The third feature story, on page 32, takes a playful romp through the Inter-Cross Creative Center (the ICC) up in Sapporo. It's a fun look at an incubation center that provides creative types the support and networking opportunities they need to thrive -- and it's a nice antidote to the frustrated tone of this month's cover piece.

While we're all for incubation centers like the ICC, can there be too much of a good thing? A taxpayer-funded "business innovation center" in Osaka has us wondering. See page 4 for more.

In the same section, we introduce a game called Dwango that boasts one of the coolest innovations we've seen this year: the integration of real-time weather data into a multiplayer game designed for Java-based i-mode handsets. This kind of thing you'll find nowhere but in Japan, and it has all kinds of implications for mobile content businesses around the world.

Speaking of games, Hudson Soft up in Hokkaido, the 25-year-old game developer behind such game console hits as Bomberman and Momotaro (together selling over 20 million copies), is moving into cellphone game development. You've probably never heard of this firm, despite its past success -- a lack of international recognition is just one of the many challenges it faces. Another is profits drying up as the console industry matures.

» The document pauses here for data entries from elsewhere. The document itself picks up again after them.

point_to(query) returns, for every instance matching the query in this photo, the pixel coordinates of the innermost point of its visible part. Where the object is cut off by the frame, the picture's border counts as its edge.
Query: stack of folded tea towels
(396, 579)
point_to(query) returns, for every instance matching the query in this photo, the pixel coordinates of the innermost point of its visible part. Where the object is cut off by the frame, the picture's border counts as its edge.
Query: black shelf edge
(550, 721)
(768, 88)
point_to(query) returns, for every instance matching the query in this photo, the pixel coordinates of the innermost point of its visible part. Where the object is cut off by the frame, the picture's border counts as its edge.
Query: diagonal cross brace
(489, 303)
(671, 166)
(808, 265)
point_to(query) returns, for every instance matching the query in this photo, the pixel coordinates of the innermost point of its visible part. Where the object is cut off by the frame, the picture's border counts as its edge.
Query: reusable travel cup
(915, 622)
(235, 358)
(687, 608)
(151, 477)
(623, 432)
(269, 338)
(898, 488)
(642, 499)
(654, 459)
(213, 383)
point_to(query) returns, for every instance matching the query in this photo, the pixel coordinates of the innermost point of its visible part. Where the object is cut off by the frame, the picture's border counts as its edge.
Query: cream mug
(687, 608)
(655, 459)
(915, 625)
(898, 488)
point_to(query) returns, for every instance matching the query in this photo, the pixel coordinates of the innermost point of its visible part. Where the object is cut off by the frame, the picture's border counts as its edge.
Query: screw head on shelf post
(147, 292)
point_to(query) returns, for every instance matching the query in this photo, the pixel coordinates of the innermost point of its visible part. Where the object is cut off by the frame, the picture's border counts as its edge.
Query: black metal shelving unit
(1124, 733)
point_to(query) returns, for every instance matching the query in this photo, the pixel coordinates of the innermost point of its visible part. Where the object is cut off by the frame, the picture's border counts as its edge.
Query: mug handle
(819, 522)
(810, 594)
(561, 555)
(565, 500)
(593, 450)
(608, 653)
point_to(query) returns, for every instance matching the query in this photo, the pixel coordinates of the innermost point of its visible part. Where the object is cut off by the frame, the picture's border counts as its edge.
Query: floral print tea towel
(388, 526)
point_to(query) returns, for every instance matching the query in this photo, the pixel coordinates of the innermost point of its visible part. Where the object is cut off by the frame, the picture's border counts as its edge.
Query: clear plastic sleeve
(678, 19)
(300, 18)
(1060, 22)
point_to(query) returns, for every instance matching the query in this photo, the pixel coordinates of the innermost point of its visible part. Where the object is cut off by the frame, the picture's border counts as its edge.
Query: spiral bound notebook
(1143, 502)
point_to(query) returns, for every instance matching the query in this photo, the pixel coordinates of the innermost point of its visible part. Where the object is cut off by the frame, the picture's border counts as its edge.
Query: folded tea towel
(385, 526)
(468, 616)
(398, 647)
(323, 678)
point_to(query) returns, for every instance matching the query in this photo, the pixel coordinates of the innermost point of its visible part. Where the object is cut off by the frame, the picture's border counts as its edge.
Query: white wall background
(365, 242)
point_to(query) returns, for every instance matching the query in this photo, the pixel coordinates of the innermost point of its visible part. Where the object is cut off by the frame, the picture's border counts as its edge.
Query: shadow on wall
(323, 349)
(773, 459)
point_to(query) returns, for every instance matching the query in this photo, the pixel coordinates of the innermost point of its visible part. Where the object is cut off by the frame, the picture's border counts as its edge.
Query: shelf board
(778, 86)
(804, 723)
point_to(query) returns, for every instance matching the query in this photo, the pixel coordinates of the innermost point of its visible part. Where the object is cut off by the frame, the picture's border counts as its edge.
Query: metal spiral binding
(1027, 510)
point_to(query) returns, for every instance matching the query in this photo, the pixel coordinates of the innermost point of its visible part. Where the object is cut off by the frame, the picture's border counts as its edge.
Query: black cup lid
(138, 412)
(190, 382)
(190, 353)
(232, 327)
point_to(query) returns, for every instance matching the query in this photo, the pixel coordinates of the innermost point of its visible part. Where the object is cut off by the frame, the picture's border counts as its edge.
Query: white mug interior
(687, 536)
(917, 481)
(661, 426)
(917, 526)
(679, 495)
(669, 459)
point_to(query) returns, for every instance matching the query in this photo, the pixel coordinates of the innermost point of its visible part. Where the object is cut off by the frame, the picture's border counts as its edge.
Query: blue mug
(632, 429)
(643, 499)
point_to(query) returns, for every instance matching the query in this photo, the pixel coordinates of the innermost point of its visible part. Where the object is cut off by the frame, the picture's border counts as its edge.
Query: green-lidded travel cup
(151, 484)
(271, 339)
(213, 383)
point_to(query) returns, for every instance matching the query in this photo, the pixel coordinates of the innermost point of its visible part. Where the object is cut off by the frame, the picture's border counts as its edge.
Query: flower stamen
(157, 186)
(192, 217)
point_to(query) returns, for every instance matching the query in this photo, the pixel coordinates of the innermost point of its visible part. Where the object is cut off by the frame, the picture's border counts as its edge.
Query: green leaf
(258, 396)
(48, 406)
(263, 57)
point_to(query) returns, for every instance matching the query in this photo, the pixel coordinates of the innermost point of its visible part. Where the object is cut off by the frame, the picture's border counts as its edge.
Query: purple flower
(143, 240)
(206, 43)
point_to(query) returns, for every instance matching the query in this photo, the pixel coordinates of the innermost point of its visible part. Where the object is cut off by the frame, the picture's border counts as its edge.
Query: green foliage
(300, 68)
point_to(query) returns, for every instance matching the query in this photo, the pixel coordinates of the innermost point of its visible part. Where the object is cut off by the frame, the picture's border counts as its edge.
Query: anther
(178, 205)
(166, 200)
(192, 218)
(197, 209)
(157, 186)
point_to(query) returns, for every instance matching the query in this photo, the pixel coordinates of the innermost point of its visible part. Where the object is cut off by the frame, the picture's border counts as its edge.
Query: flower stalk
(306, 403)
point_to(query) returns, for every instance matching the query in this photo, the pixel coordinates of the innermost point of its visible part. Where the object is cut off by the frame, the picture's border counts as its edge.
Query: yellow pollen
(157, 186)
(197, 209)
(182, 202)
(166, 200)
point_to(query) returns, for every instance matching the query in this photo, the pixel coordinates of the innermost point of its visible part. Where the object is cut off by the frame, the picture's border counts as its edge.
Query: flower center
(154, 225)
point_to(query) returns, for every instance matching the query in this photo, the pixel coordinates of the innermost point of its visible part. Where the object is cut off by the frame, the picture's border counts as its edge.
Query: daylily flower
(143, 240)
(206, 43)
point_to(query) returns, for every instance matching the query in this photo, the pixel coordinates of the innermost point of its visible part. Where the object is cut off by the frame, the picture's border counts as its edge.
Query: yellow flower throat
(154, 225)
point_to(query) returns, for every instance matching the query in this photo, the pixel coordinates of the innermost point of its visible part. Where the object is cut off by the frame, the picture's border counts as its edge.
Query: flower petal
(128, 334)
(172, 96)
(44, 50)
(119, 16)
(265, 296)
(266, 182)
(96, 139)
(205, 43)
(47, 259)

For more, see page 55 in the Investor section.

Also in Investor, we profile a US firm called Cellport Systems that's trying to break into the highly advanced telematics -- in-car voice, data, and Net services -- market in Japan. See page 58.

This month's Art Department is especially interesting when you realize that the exhibit pictured is not miniature, but about twice the size of a human. The creativity of Japan's modern artists continue to amaze and, at times, bewilder us. That's their role.

Enjoy this month's issue, and thanks for reading JI.

-- Steve Mollman (

•ImaHima founder Neeraj Jhanji was an analyst with Arthur Andersen, not Goldman Sachs (page 62, June 2001).

•The Flap and Mobile7 from NEC are advanced models not meant for the market (page 44 and 45, May 2001).